The continuous response variable called miles

The species effect with values fox or coyote

The season effect with values fall, winter, spring, and summer

An animal identification code called subject, with nominal values 1, 2, and 3 for both foxes and coyotes

There are two layers to the model:

1. The top layer is the between-subject layer, in which the effect of being a fox or coyote (species effect) is tested with respect to the variation from subject to subject.

2. The bottom layer is the within-subject layer, in which the repeated-measures factor for the four seasons (season effect) is tested with respect to the variation from season to season within a subject. The within-subject variability is reflected in the residual error.
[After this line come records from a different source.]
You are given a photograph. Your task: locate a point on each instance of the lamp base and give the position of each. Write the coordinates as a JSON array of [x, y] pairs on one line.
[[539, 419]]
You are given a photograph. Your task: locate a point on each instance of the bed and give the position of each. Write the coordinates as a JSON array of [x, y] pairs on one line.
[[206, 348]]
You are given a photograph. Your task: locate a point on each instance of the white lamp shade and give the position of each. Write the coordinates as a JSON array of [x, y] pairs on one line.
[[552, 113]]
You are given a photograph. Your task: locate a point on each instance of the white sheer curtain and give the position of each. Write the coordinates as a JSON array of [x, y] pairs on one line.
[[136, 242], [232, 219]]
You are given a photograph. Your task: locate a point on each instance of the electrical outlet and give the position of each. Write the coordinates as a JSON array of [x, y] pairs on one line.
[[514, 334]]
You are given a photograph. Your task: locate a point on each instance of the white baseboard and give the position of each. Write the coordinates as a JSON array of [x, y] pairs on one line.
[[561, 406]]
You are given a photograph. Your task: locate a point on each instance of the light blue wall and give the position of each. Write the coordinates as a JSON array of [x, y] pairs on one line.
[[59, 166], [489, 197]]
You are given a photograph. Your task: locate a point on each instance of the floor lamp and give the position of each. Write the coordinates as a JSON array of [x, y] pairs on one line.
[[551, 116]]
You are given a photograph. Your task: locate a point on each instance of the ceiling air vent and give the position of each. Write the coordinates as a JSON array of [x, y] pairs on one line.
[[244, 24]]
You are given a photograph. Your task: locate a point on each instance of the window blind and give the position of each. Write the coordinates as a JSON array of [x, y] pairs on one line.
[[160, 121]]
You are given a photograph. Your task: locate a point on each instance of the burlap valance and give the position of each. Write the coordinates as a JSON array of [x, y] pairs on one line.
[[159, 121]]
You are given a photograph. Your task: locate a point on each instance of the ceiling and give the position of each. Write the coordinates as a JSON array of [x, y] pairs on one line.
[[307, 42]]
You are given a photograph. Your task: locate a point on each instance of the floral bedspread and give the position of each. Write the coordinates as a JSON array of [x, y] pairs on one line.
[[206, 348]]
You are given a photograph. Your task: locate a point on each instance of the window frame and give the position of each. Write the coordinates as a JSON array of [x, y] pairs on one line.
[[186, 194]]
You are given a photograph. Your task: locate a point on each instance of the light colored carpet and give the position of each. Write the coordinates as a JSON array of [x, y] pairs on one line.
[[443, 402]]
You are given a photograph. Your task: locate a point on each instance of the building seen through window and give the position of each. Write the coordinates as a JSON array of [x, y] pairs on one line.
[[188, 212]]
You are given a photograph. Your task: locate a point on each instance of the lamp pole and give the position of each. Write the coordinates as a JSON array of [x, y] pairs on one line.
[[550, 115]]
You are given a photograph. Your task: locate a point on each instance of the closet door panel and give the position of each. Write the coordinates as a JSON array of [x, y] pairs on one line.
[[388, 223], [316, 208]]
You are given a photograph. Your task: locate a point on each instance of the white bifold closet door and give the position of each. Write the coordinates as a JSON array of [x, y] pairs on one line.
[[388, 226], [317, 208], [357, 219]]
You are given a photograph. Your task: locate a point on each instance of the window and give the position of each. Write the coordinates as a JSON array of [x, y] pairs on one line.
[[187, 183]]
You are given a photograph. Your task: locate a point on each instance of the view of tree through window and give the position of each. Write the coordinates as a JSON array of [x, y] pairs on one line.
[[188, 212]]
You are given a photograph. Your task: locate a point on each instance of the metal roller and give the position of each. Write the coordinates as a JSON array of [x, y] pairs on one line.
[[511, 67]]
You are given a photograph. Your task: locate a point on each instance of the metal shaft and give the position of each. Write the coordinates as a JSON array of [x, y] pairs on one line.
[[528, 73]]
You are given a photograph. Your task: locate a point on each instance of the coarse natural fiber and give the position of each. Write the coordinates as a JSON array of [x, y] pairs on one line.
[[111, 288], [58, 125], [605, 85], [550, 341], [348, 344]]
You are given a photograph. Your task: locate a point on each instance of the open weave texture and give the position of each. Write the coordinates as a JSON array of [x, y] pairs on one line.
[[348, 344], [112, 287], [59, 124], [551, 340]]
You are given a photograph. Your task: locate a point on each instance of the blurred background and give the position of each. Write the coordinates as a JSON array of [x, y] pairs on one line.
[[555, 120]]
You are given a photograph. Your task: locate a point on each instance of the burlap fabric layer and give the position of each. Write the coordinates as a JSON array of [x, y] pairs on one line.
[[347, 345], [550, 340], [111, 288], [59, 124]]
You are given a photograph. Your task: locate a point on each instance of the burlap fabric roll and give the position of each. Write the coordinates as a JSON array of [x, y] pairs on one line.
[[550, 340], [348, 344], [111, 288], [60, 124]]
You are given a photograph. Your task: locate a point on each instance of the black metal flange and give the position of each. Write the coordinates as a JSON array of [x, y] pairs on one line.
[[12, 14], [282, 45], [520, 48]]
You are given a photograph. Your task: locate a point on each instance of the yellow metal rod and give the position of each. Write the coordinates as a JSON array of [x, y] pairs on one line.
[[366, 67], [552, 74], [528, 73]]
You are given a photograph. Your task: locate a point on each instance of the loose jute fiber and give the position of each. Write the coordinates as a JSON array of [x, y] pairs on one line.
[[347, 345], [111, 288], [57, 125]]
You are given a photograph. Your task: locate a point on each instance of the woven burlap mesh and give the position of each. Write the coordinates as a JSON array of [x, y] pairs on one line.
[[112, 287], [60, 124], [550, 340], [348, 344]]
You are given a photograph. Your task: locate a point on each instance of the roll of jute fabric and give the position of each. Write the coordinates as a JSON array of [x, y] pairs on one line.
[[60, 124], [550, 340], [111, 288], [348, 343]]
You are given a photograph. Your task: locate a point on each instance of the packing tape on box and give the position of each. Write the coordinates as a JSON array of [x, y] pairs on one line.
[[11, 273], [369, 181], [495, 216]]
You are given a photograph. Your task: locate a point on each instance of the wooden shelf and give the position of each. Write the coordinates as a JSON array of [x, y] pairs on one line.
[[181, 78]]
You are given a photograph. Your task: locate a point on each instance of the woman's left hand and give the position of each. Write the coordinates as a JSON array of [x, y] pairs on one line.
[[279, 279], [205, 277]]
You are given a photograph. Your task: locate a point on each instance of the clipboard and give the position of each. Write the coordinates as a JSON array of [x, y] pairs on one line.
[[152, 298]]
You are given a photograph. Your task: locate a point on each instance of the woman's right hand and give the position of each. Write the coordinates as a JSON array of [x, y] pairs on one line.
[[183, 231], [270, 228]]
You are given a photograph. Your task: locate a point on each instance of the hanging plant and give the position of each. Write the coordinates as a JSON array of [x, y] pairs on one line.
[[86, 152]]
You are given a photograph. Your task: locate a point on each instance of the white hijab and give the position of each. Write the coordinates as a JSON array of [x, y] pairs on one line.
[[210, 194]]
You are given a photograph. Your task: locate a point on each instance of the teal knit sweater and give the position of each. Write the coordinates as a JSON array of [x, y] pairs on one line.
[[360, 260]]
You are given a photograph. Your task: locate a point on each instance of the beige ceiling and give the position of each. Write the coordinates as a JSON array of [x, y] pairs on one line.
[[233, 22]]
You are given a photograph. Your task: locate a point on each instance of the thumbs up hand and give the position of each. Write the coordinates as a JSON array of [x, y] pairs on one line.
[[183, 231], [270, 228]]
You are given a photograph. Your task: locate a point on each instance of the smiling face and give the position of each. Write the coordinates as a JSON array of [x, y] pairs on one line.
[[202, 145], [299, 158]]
The season effect can use the residual error for the denominator of its F statistics. However, the between-subject variability is not measured by residual error and must be captured with the subject within species (subject[species]) effect in the model. The F statistic for the between-subject effect species uses this nested effect instead of residual error for its F ratio denominator.

Note: JMP Pro users can construct this model using the Mixed Model personality.

To specify the split plot model for this data, follow these steps:

1. Select Help > Sample Data Library and open

2. Select Analyze > Fit Model.

3. Select miles and click Y.

4. Select species and subject and click Add.

5. In the Select Columns list, select species.

6. In the Construct Model Effects list, select subject.

7. Click Nest.

This adds the subject within species (subject[species]) effect to the model.

8. Select the nested effect subject[species].

9. Select Attributes > Random Effect.

This nested effect is now identified as an error term for the species effect and appears as subject[species]&Random.

10. In the Select Columns list, select season and click Add.

When you define an effect as random using the Attributes menu, the Method options (REML and EMS) appear at the top right of the dialog. The REML option is selected as the default. The completed launch window is shown in Figure 4.19.

Figure 4.19 Fit Model Dialog 

Fit Model Dialog

11. Click Run.

The report is shown in Figure 4.20. Both fixed effects, species and season, are significant. The REML Variance Component Estimates report gives estimates of the subject within species and residual variances.